La UEFA vuelve a dar un ejemplo del que debería aprender la liga española. En la tarde de ayer se decidió abrir expediente al Real Madrid por el episodio de las tarjetas en el Amsterdam Arena, donde Sergio Ramos y Xavi Alonso forzaron su expulsión por orden de Mourinho para poder pasar a octavos de final con sólo una tarjeta. Algo común en España, que simplemente por haberse hecho siempre tiende a verse justificado.
Pero por mucho que se lleve forzando tarjetas toda la vida, no deja de ser una trampa que adultera la competición, y la UEFA actúa en consecuencia.

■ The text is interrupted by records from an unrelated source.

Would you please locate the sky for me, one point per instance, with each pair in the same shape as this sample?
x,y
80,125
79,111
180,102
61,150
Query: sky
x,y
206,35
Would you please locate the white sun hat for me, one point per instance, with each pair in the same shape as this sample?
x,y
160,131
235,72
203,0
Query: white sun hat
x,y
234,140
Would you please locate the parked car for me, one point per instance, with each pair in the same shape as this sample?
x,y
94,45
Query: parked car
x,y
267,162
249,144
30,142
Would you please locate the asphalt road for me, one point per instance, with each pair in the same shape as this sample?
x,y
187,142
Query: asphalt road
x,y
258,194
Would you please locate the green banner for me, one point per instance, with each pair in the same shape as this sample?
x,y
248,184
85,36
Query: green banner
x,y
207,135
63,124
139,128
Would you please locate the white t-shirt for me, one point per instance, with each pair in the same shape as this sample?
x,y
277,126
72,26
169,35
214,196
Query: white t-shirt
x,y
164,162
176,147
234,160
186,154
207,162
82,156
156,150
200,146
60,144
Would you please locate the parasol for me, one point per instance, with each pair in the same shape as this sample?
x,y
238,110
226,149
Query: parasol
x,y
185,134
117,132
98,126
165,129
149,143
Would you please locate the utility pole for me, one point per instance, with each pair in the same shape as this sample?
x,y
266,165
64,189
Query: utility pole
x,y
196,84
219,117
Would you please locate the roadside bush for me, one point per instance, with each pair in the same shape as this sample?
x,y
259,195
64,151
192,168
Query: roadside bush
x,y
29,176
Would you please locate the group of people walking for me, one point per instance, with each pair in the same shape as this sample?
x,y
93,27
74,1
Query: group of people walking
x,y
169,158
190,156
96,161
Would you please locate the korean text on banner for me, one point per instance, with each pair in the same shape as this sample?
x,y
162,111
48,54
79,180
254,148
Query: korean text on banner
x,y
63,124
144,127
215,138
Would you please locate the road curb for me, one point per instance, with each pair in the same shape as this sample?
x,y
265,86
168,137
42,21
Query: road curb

Igual que hizo con el guardameta del Barça José Manuel Pinto cuando silbó para confundir a un rival, o con el mismo Raúl hace unos años cuando metió un gol con la mano, la UEFA busca erradicar con estas decisiones las actuaciones impropias y antideportivas de los campos de fútbol.
Todo lo que sea buscar que los jugadores sean más honestos y que tanto su conducta como la de sus entrenadores sea cada día más noble y deportiva, me parece un avance para el fútbol, donde actuaciones vergonzosas disfrazadas de picaresca están desvirtuando el juego. Si en España tomamos nota de este tipo de decisiones, conseguiremos dejar de ser la liga en la que los futbolistas más protestan, más caídas se simulan y, cada día, menos se juega.